My favorite way to fertilize my container garden is in my watering can. It’s just so easy to add fertilizer to a task I already am doing: watering. No digging in fertilizer (which can be a pain if you have mulched or top dressed your pots). No trying to convert instructions meant for huge yards into something workable for a container garden. Perhaps the only thing as easy is slow-release fertilizer, but very few of those are organic, and if you live somewhere with a lot of spring and summer rain, slow-release fertilizers can be transformed into very-fast-release fertilizers.
So, how does one make their own liquid fertilizer? It’s easy, actually. You just add a small amount of an organic, dry fertilizer to a full watering can, and let it soak for awhile.
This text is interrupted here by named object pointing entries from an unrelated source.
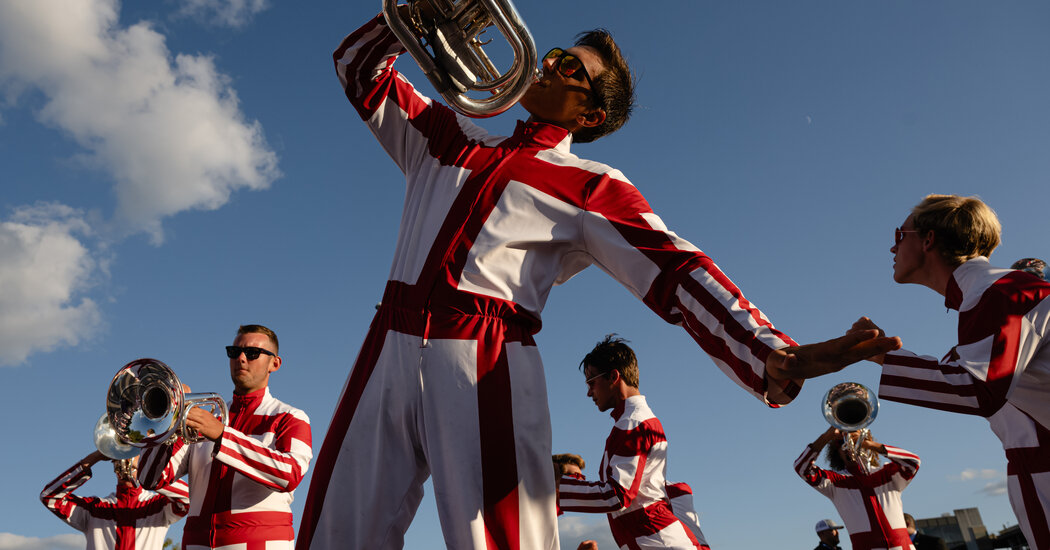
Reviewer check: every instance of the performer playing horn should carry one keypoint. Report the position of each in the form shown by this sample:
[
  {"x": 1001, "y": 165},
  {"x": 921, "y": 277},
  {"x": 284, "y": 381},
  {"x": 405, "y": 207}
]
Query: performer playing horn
[
  {"x": 449, "y": 381},
  {"x": 243, "y": 476},
  {"x": 866, "y": 494},
  {"x": 130, "y": 517}
]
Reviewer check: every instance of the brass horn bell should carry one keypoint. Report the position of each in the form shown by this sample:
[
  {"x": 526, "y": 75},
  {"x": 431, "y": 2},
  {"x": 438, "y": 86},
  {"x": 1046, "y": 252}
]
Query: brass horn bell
[
  {"x": 442, "y": 37},
  {"x": 146, "y": 406}
]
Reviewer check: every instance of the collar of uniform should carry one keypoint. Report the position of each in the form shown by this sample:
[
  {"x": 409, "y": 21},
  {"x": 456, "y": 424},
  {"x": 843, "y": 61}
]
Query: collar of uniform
[
  {"x": 248, "y": 401},
  {"x": 543, "y": 134},
  {"x": 953, "y": 294},
  {"x": 125, "y": 492},
  {"x": 621, "y": 407}
]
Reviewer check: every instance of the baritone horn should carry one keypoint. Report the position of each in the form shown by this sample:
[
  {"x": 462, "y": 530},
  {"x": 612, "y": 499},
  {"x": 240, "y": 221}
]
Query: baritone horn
[
  {"x": 442, "y": 37},
  {"x": 852, "y": 407},
  {"x": 146, "y": 406}
]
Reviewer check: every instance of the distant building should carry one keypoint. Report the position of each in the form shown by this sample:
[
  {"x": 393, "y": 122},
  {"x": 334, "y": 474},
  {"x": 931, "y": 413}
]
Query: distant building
[
  {"x": 1011, "y": 537},
  {"x": 962, "y": 530}
]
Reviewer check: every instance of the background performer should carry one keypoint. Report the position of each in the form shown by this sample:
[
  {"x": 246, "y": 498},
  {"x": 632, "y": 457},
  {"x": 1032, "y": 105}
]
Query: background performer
[
  {"x": 242, "y": 481},
  {"x": 130, "y": 519},
  {"x": 866, "y": 494},
  {"x": 1001, "y": 367},
  {"x": 632, "y": 484}
]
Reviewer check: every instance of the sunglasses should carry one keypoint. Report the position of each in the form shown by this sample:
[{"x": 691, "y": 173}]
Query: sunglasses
[
  {"x": 571, "y": 67},
  {"x": 595, "y": 377},
  {"x": 251, "y": 353},
  {"x": 899, "y": 234}
]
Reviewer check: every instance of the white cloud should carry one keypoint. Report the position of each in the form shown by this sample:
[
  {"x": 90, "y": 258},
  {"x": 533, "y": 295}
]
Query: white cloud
[
  {"x": 226, "y": 13},
  {"x": 59, "y": 542},
  {"x": 168, "y": 129},
  {"x": 986, "y": 473},
  {"x": 995, "y": 488},
  {"x": 573, "y": 529},
  {"x": 44, "y": 270}
]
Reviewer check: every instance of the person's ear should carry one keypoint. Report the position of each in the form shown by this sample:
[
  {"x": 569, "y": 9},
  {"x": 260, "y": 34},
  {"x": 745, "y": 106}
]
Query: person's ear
[
  {"x": 591, "y": 119},
  {"x": 929, "y": 240}
]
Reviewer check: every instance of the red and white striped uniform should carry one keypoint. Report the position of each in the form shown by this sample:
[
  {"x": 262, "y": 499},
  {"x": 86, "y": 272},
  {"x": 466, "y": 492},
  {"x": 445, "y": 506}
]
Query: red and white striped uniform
[
  {"x": 631, "y": 488},
  {"x": 681, "y": 504},
  {"x": 868, "y": 502},
  {"x": 1001, "y": 371},
  {"x": 449, "y": 382},
  {"x": 240, "y": 492},
  {"x": 131, "y": 519}
]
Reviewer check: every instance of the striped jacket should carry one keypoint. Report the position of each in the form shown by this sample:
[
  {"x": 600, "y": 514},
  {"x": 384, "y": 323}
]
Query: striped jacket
[
  {"x": 131, "y": 519},
  {"x": 632, "y": 486},
  {"x": 240, "y": 489},
  {"x": 1000, "y": 371},
  {"x": 868, "y": 502}
]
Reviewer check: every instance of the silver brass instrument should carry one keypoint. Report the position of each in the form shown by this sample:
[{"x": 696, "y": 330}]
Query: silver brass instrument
[
  {"x": 851, "y": 407},
  {"x": 146, "y": 406},
  {"x": 456, "y": 62},
  {"x": 107, "y": 442}
]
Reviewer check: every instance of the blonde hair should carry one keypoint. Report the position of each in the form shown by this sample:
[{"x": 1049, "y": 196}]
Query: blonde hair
[{"x": 964, "y": 227}]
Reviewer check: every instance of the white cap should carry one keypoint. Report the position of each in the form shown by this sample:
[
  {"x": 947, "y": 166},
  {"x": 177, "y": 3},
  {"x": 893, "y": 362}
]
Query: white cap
[{"x": 826, "y": 525}]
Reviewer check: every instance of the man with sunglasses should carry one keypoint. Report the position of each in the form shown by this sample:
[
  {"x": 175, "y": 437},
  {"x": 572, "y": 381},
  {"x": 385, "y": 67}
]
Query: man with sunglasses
[
  {"x": 242, "y": 479},
  {"x": 1001, "y": 366},
  {"x": 631, "y": 489},
  {"x": 449, "y": 381}
]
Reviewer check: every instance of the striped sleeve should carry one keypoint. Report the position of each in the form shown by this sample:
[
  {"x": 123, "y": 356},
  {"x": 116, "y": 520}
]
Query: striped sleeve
[
  {"x": 805, "y": 466},
  {"x": 683, "y": 286},
  {"x": 627, "y": 451},
  {"x": 161, "y": 465},
  {"x": 998, "y": 338},
  {"x": 680, "y": 495},
  {"x": 907, "y": 461},
  {"x": 408, "y": 125},
  {"x": 280, "y": 465},
  {"x": 177, "y": 495},
  {"x": 58, "y": 496}
]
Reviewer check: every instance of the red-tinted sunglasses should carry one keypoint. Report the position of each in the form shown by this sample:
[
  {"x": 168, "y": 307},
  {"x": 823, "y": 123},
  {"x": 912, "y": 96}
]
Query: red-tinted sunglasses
[{"x": 571, "y": 67}]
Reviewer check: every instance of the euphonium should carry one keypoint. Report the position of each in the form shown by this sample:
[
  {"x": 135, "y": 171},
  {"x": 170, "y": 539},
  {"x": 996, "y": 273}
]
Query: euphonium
[
  {"x": 107, "y": 442},
  {"x": 851, "y": 407},
  {"x": 146, "y": 406},
  {"x": 456, "y": 62}
]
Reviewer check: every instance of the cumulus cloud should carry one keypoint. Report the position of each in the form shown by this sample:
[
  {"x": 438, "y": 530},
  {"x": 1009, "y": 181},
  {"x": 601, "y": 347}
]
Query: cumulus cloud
[
  {"x": 573, "y": 530},
  {"x": 226, "y": 13},
  {"x": 45, "y": 267},
  {"x": 59, "y": 542},
  {"x": 167, "y": 128}
]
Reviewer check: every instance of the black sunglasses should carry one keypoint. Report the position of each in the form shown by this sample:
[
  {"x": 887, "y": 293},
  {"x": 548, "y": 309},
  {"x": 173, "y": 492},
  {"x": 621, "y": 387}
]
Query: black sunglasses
[
  {"x": 251, "y": 353},
  {"x": 899, "y": 234},
  {"x": 571, "y": 67}
]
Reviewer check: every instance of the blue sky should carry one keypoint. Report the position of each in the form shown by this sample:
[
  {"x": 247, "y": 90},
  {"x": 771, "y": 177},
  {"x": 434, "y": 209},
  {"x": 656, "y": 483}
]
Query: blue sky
[{"x": 172, "y": 169}]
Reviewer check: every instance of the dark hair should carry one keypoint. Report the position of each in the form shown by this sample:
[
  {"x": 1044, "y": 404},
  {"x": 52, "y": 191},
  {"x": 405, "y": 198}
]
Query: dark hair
[
  {"x": 567, "y": 458},
  {"x": 613, "y": 354},
  {"x": 258, "y": 329},
  {"x": 614, "y": 87}
]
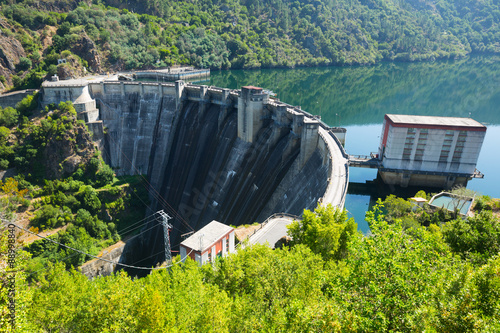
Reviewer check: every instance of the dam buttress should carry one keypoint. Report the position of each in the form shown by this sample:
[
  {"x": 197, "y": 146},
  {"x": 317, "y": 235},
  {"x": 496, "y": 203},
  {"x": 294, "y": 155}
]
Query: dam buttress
[{"x": 235, "y": 156}]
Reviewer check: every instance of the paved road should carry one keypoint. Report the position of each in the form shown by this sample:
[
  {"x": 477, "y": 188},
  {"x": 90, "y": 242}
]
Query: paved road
[
  {"x": 271, "y": 232},
  {"x": 337, "y": 189}
]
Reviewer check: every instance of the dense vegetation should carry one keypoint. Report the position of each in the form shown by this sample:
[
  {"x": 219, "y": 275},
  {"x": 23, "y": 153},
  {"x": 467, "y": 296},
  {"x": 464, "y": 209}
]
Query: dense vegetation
[
  {"x": 62, "y": 183},
  {"x": 245, "y": 34},
  {"x": 401, "y": 277}
]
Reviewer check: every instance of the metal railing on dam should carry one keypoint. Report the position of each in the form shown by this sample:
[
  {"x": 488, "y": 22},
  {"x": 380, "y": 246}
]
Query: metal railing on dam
[{"x": 160, "y": 103}]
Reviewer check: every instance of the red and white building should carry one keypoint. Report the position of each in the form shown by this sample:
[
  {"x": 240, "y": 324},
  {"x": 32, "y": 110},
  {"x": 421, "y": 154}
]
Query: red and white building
[
  {"x": 213, "y": 240},
  {"x": 429, "y": 151}
]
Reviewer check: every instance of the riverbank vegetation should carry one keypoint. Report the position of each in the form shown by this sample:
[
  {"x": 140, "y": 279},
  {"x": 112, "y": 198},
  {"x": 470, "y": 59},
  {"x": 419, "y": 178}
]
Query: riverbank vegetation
[
  {"x": 117, "y": 35},
  {"x": 61, "y": 187},
  {"x": 398, "y": 278}
]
Organic Liquid Fertilizer Recipes
Most watering cans are either 1 or 2 gallon cans. It’s important to know how large your watering can is because most of these recipes call for 1 gallon increments. If you have a two gallon watering can, simply double the recipe.
- Guano Tea – Let 1 Tablespoon of seabird or bat guano soak in 1 gallon of water for 24 hours. Water with the guano tea twice a month.
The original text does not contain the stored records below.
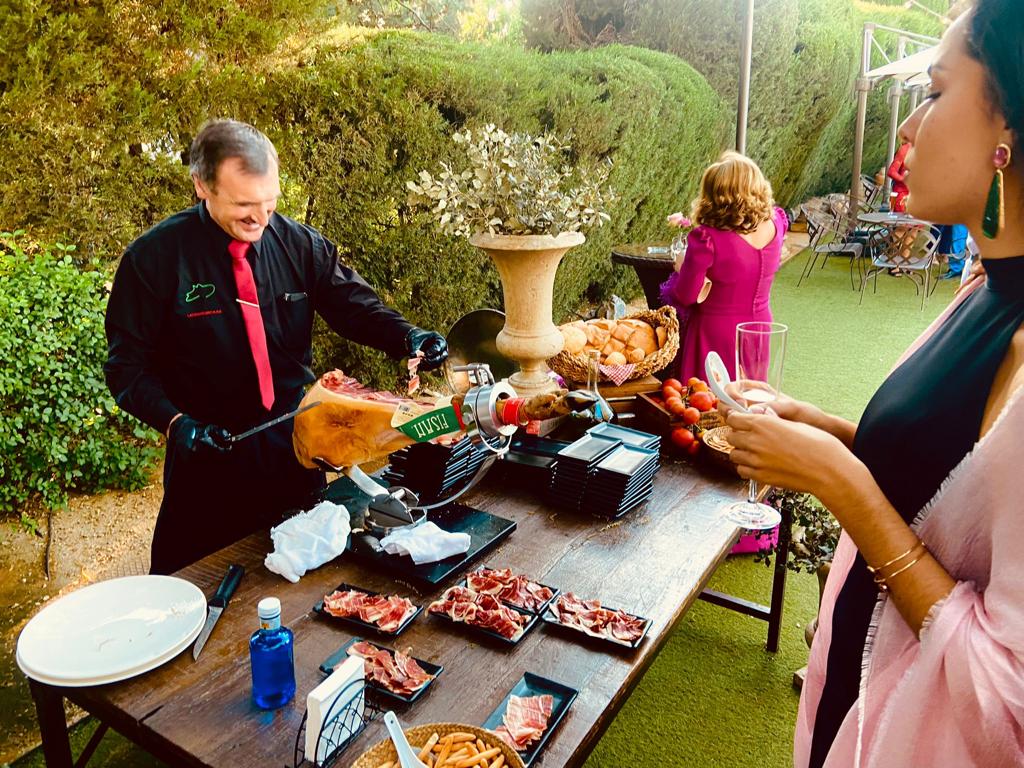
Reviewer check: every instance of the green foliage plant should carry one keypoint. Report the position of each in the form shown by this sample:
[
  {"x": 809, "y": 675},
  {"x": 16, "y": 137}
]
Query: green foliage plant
[
  {"x": 513, "y": 184},
  {"x": 815, "y": 531},
  {"x": 59, "y": 427}
]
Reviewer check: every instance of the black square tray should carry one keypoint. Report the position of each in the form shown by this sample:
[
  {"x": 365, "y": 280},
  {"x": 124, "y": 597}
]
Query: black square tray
[
  {"x": 534, "y": 617},
  {"x": 535, "y": 685},
  {"x": 318, "y": 608},
  {"x": 551, "y": 619},
  {"x": 555, "y": 592},
  {"x": 342, "y": 653}
]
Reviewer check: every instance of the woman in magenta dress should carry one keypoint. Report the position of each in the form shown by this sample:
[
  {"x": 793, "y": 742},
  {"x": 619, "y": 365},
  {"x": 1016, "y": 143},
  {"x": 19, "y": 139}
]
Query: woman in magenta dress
[{"x": 737, "y": 245}]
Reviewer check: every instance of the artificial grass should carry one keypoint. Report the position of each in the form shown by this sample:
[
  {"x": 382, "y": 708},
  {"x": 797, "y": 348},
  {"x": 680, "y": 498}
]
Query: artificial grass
[{"x": 714, "y": 696}]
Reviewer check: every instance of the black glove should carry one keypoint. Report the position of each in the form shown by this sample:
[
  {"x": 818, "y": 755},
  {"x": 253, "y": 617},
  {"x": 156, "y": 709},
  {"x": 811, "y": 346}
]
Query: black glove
[
  {"x": 432, "y": 345},
  {"x": 197, "y": 437}
]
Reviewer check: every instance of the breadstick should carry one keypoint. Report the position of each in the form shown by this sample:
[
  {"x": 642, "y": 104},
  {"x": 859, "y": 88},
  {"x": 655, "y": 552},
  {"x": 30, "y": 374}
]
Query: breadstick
[
  {"x": 442, "y": 756},
  {"x": 429, "y": 745}
]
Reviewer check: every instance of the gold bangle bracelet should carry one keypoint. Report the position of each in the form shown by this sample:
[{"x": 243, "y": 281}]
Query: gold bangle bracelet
[
  {"x": 883, "y": 582},
  {"x": 897, "y": 558}
]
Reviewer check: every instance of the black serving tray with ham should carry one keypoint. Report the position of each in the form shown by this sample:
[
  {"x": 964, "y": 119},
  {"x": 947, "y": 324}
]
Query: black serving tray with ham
[
  {"x": 530, "y": 620},
  {"x": 531, "y": 685},
  {"x": 355, "y": 621},
  {"x": 639, "y": 625},
  {"x": 540, "y": 608},
  {"x": 377, "y": 686}
]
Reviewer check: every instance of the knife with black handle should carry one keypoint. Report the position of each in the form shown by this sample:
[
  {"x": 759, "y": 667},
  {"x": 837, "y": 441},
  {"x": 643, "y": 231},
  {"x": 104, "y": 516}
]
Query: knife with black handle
[{"x": 217, "y": 604}]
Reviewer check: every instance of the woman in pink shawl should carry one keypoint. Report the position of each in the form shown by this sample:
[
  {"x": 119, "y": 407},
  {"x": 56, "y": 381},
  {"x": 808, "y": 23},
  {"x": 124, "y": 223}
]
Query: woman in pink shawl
[
  {"x": 919, "y": 658},
  {"x": 737, "y": 246}
]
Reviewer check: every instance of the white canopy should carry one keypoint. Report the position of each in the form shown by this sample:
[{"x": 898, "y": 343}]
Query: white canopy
[{"x": 909, "y": 68}]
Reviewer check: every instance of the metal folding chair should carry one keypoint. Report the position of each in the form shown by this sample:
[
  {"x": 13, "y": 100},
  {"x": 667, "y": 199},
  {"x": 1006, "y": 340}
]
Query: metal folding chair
[{"x": 907, "y": 252}]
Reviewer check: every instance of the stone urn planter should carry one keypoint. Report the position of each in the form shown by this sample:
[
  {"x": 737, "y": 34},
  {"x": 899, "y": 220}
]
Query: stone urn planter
[{"x": 527, "y": 264}]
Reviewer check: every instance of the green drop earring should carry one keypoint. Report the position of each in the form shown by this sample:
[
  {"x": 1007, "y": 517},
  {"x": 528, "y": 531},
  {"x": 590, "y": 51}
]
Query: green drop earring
[{"x": 995, "y": 214}]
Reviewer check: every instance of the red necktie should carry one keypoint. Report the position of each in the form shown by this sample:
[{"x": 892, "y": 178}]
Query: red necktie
[{"x": 253, "y": 318}]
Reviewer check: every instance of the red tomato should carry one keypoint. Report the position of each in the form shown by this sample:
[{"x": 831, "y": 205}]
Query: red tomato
[
  {"x": 682, "y": 437},
  {"x": 690, "y": 415},
  {"x": 701, "y": 401}
]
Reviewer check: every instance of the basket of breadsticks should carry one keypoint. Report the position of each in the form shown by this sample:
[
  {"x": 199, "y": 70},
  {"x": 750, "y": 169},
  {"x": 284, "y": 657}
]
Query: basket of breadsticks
[
  {"x": 445, "y": 745},
  {"x": 637, "y": 345}
]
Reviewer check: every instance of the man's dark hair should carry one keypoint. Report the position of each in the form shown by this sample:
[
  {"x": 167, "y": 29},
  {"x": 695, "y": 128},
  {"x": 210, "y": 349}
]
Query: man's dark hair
[
  {"x": 995, "y": 39},
  {"x": 218, "y": 140}
]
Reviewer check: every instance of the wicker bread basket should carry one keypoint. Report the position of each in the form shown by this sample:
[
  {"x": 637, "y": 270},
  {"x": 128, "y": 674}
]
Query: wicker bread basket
[
  {"x": 573, "y": 367},
  {"x": 384, "y": 752}
]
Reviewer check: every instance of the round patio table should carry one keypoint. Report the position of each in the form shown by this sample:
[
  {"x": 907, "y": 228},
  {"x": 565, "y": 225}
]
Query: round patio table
[
  {"x": 891, "y": 218},
  {"x": 652, "y": 262}
]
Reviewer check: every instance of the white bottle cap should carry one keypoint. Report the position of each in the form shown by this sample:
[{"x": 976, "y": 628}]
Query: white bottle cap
[{"x": 268, "y": 607}]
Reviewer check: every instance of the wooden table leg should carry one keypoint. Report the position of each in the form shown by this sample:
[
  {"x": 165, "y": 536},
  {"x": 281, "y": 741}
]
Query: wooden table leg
[
  {"x": 52, "y": 727},
  {"x": 778, "y": 582}
]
- Clean Air Worm Tea – Add 2 cups of worm castings and a half teaspoon of molasses to one gallon of water. Allow to soak for 1-2 days, stirring often. Add 1/2 cup of the liquid to a spray bottle, along with 2 cups of water. Spray it onto the leaves of your plants. Peppers especially like it. The remaining liquid can be used to water your plants.
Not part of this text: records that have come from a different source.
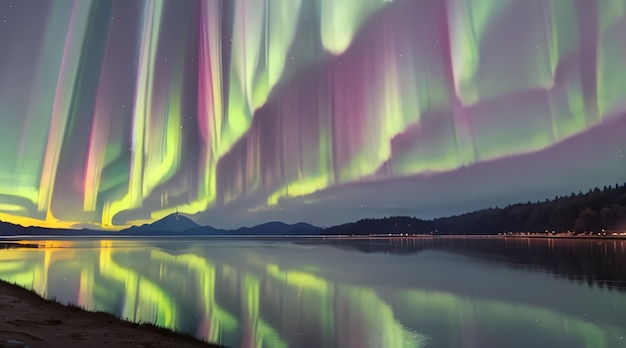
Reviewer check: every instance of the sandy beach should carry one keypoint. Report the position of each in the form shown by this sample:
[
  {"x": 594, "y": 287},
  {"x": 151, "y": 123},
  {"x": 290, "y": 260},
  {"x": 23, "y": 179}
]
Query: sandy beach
[{"x": 27, "y": 320}]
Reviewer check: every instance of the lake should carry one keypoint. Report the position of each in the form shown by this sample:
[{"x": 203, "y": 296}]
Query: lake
[{"x": 401, "y": 292}]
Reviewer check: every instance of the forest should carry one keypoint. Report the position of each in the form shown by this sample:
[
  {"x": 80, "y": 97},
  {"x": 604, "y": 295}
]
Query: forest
[{"x": 597, "y": 211}]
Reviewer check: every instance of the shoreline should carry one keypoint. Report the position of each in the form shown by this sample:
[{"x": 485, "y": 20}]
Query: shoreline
[{"x": 28, "y": 320}]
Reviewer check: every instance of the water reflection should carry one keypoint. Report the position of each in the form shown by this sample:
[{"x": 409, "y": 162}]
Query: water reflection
[{"x": 403, "y": 293}]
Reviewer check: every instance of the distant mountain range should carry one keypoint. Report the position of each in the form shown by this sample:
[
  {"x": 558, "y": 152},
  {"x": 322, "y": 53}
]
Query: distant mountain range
[
  {"x": 171, "y": 225},
  {"x": 595, "y": 211}
]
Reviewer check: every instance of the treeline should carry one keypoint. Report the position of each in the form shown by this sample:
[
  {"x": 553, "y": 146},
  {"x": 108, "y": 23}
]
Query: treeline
[{"x": 594, "y": 211}]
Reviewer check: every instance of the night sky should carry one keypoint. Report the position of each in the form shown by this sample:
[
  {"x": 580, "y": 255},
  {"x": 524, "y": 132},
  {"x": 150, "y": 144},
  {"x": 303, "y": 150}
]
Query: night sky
[{"x": 325, "y": 111}]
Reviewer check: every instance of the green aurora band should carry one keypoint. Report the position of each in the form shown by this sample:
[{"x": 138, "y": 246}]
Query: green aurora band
[{"x": 121, "y": 112}]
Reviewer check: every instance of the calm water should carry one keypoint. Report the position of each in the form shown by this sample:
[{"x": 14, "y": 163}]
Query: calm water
[{"x": 363, "y": 293}]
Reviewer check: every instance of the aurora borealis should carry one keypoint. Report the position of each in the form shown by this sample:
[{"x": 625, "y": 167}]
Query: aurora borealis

- Dry Fertilizer Turned Liquid – If you have an organic fertilizer that looks like a coarse dust, you can add a cup of fertilizer to a gallon of water. Let it sit for a day. Water your plants twice a month with the tea.
- Moo Poo Tea – Let 1 manure tea bag soak in a five-gallon bucket filled with water. Place the bucket in the sun for 1 to 3 days. Water your plants as frequently as once a week with the moo poo tea.
How do you like to fertilize your container garden?